2.2 Information architecture (/system routes)

• Dashboard (KPIs): global aggregated view, windowed.
• Directory:
  • Workspaces index + workspace detail.
  • Tenants index + tenant detail.
• Ops:
  • Runs list.
  • Failures list (prefiltered/saved view).
  • Stuck list (queued + running thresholds).
  • Canonical run detail: remove current runbook-only scoping so it can show any OperationRun (still authorization-checked).
• Security:
  • Access logs list (platform login + break-glass only for v1).

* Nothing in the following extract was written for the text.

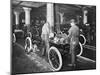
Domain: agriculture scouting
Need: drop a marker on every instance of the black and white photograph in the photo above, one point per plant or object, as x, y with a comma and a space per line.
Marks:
51, 37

2.3 Ops triage actions (v1 manage)

• Implement manage actions with capability gating (platform.operations.manage).
• Actions:
  • Retry run: only when retryable.
  • Cancel run: only when cancelable.
  • Mark investigated: requires reason.
• All actions:
  • Execute via Filament Action::make(...)->action(...).
  • Include ->requiresConfirmation().
  • Produce an AuditLog entry with stable action IDs and sanitized context.

2.4 Configuration

• Add config keys for “stuck” thresholds (queued minutes, running minutes).
• Ensure defaults are safe and can be overridden per environment.

2.5 Testing (Pest)

• New page access tests:
  • non-platform users get 404.
  • platform users without capability get 403.
• System auth/security regression verification:
  • /system login is rate-limited and failed attempts are audited via platform.auth.login (existing coverage in tests/Feature/System/Spec113/SystemLoginThrottleTest.php).
  • break-glass mode renders a persistent banner and audits transitions (platform.break_glass.*) (existing coverage in tests/Feature/Auth/BreakGlassModeTest.php).
• Access logs surface tests:
  • platform.auth.login and platform.break_glass.* appear.
• Manage action tests:
  • capability required.
  • audit entries written.
  • non-retryable/non-cancelable runs block with clear feedback.

2.6 Formatting

• Run vendor/bin/sail bin pint --dirty --format agent before finalizing implementation.